Little hands will love making these darling little holiday cookies.
Cookie
- 100 g unsalted butter, softened
- 50 g sugar
- 1 tsp vanilla extract
- 170 g plain gluten free flour blend
- 40 g cornstarch
- 1 tsp ground cinnamon
- ½ tsp xanthan gum (Omit if your GF flour blend already contains xanthan gum.)
- ¼ tsp salt
Topping
- 75 g sugar
- 1 tsp ground cinnamon
Instructions
- Pre-heat the oven to 350ºF
- In a large bowl, using a wooden spoon, mix together the softened butter, sugar and vanilla until combined.
- Sift together the gluten free flour blend, cornstarch, cinnamon, xanthan gum and salt, and add them to the butter-sugar mixture. Mix well until combined. Initially, you’ll get a VERY CRUMBLY dough
- Knead the dough by hand until it comes together in a ball – this might take up to 5 minutes, but the dough should come together eventually. (See post for photos.)
- Roll out the cookie dough between two sheets of parchment paper
- Cut out your cookies
- Mix together the sugar and cinnamon for the cinnamon sugar, and place the mixture into a shallow bowl or a deep plate.

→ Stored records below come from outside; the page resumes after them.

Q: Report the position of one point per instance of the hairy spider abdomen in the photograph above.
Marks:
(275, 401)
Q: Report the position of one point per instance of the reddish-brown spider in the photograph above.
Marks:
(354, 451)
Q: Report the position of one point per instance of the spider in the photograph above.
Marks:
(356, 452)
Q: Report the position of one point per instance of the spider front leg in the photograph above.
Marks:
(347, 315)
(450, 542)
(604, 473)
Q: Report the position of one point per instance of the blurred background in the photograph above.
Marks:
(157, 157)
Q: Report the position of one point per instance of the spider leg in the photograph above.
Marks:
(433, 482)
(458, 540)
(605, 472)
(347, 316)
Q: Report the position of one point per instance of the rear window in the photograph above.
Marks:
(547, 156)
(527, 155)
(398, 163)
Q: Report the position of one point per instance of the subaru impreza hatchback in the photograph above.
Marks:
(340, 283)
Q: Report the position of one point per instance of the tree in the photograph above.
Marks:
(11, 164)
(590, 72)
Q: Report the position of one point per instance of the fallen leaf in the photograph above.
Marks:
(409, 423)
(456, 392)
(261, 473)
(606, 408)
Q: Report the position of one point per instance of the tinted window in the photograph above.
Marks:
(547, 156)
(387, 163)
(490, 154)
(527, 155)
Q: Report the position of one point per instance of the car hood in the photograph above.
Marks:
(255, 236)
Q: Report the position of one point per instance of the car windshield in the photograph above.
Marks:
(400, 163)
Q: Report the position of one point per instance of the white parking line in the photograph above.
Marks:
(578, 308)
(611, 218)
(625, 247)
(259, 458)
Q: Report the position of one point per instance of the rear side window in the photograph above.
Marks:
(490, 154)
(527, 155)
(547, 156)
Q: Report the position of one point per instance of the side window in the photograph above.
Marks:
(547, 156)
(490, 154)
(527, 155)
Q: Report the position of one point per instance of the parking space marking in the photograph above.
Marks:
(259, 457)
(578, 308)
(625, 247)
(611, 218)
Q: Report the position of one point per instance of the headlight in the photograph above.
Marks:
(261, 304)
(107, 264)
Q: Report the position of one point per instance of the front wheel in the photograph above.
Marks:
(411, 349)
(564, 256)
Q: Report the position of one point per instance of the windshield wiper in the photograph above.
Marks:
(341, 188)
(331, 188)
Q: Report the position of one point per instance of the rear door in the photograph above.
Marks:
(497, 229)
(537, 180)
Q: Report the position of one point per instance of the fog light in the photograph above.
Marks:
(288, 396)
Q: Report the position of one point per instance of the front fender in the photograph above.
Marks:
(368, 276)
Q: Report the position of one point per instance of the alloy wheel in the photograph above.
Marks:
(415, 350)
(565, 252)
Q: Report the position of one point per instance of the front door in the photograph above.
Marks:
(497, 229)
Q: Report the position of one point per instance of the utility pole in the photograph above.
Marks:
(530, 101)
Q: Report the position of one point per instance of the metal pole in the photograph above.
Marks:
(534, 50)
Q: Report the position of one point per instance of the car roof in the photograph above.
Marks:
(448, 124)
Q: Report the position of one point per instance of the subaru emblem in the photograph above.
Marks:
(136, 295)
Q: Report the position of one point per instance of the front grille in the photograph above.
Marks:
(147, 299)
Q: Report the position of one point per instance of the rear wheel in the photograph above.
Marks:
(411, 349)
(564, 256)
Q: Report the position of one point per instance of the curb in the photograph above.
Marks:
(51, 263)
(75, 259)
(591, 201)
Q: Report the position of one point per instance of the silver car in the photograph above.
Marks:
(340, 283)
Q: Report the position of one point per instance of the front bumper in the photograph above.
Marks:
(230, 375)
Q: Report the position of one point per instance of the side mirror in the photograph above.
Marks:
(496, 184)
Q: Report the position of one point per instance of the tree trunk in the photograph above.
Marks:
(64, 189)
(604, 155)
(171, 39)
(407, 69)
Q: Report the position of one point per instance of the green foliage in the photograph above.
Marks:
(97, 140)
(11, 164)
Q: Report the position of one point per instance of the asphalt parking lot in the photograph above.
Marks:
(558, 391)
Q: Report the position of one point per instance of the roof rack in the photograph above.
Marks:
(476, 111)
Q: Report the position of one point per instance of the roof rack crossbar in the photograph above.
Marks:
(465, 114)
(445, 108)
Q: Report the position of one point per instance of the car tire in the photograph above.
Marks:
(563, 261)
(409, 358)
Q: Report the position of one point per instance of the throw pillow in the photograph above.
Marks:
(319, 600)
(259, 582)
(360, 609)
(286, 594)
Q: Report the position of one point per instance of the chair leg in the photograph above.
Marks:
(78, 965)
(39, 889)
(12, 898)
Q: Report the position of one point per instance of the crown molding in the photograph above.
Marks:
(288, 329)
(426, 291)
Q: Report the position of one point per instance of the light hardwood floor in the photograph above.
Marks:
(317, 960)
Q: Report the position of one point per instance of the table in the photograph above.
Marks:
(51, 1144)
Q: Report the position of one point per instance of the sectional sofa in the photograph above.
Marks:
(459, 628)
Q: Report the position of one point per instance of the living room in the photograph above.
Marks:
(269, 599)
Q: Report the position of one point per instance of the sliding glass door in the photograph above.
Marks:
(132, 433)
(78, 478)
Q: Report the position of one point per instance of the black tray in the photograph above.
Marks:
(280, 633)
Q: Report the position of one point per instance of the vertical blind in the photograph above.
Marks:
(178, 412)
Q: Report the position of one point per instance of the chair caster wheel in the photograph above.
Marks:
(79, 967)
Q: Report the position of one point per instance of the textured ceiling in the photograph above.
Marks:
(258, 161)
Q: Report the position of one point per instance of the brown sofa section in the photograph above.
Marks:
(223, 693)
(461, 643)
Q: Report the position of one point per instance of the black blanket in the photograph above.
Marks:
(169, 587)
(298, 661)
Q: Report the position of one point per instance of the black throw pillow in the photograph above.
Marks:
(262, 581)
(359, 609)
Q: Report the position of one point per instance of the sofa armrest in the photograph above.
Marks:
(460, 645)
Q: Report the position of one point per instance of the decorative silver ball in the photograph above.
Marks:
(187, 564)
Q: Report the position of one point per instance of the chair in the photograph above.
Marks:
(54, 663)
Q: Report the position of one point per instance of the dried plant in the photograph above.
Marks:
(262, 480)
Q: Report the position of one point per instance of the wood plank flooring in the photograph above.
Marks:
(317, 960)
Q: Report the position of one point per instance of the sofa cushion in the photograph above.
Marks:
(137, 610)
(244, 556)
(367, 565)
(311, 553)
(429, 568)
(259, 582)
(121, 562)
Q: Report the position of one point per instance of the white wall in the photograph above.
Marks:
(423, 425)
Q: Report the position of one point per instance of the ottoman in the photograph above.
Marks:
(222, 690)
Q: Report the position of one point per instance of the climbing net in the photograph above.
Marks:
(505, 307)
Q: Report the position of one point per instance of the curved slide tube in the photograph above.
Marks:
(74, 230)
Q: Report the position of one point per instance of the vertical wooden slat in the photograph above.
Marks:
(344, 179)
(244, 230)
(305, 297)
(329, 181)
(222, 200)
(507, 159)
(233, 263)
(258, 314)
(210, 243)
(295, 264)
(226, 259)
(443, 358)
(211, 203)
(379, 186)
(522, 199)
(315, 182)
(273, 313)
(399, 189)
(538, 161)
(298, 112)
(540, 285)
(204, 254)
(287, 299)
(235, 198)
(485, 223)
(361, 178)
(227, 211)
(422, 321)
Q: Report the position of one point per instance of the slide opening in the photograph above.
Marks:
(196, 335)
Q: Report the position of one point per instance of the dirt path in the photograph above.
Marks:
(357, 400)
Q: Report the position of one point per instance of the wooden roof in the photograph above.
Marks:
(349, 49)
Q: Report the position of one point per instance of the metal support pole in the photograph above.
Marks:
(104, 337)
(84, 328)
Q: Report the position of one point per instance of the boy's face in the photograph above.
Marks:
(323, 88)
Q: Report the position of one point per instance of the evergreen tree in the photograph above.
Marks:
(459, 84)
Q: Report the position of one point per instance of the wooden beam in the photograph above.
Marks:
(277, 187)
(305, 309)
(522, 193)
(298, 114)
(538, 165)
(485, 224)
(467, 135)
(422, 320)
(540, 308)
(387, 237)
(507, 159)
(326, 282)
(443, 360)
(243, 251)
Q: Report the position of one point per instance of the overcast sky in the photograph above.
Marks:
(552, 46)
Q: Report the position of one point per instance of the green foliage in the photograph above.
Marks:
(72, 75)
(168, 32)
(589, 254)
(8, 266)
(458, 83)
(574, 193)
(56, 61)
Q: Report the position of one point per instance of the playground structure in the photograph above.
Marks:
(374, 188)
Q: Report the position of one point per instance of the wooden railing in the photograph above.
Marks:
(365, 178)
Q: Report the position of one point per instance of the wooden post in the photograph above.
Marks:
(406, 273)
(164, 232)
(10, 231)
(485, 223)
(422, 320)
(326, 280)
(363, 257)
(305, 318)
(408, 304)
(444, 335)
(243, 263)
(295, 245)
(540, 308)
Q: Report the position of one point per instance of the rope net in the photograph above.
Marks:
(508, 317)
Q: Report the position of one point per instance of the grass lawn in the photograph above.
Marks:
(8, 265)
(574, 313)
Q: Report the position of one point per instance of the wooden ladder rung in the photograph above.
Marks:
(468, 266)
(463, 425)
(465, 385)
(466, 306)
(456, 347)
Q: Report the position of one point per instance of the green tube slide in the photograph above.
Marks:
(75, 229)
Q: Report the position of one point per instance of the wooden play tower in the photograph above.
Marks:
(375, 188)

- Press one side of a cookie into the cinnamon-sugar mixture. Then, flip it around and press the other side into cinnamon sugar as well (be gentle: the cookies are fairly delicate). Transfer to a lined baking sheet and repeat with the rest of the cookie dough (re-rolling the scraps as you go along until you use up all the cookie dough). You don’t need to space the cookies widely apart, as they don’t spread significantly during baking.
- Bake at 350ºF for 16-18 minutes until light golden brown.
- Allow to cool on the baking sheet for about 5 minutes, then transfer to a wire cooling rack to cool completely.